A Phase 1 Study of the Safety, Tolerability and Pharmacokinetics of ABT-126 in Subjects With Alzheimer's Disease

• Safety and tolerability assessments [ Time Frame: From Day 1 through Day 17 ] [ Designated as safety issue: Yes ]
  vital signs, electrocardiogram (ECG), neurological examination, laboratory tests, number of subjects with adverse events, Columbia-Suicide Severity Rating Scale (C-SSRS)
  
  

• Pharmacokinetic evaluation profile [ Time Frame: Blood collection prior to, and at 0.5, 1, 1.5, 2, 3, 4, 6, 9, 12, 16, 24, 72, 120, and 168 hours after dosing on Day 10 ] [ Designated as safety issue: No ]
  Area under curve (AUC), maximum concentration(Cmax), minimum concetration (Cmin), time to peak concentration (Tmax), half-life(t1/2), clearance (CL/F)
  
  

This is a double-blind, placebo-controlled, randomized, multiple-dose, parallel group, multicenter study. Up to 20 male and female subjects with mild to moderate Alzheimer's disease (AD) who are taking stable doses of acetylcholinesterase inhibitors will be enrolled in this study. The study will be conducted in up to four sites. Within 28 days prior to study drug administration, subjects will be screened based on National Institute of Neurological and Communicative Disorders and Stroke/Alzheimer's Disease and Related Disorders Association (NINCDS/ADRDA) criteria for probable AD, Mini-Mental State Examination (MMSE) and Modified Hachinski Ischemic Scale (MHIS) scores, medical history, physical examination, neurological examination, vital signs, ECG, laboratory tests and response to Columbia-Suicide Severity Rating Scale (C-SSRS).

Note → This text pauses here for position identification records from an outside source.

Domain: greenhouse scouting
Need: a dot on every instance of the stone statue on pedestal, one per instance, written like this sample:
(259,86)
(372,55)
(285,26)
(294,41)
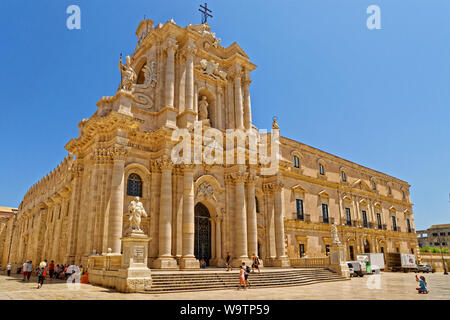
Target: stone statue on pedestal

Subjects will be divided into two groups of 10 subjects each. In each group, 8 subjects will receive ABT-126 and two subjects will receive matching placebo. Group 1 will be administered Dose 1 of ABT-126 or placebo. Group 2 will be administered Dose 2 ABT-126 or placebo. All doses will be administered once daily in the morning for 10 days.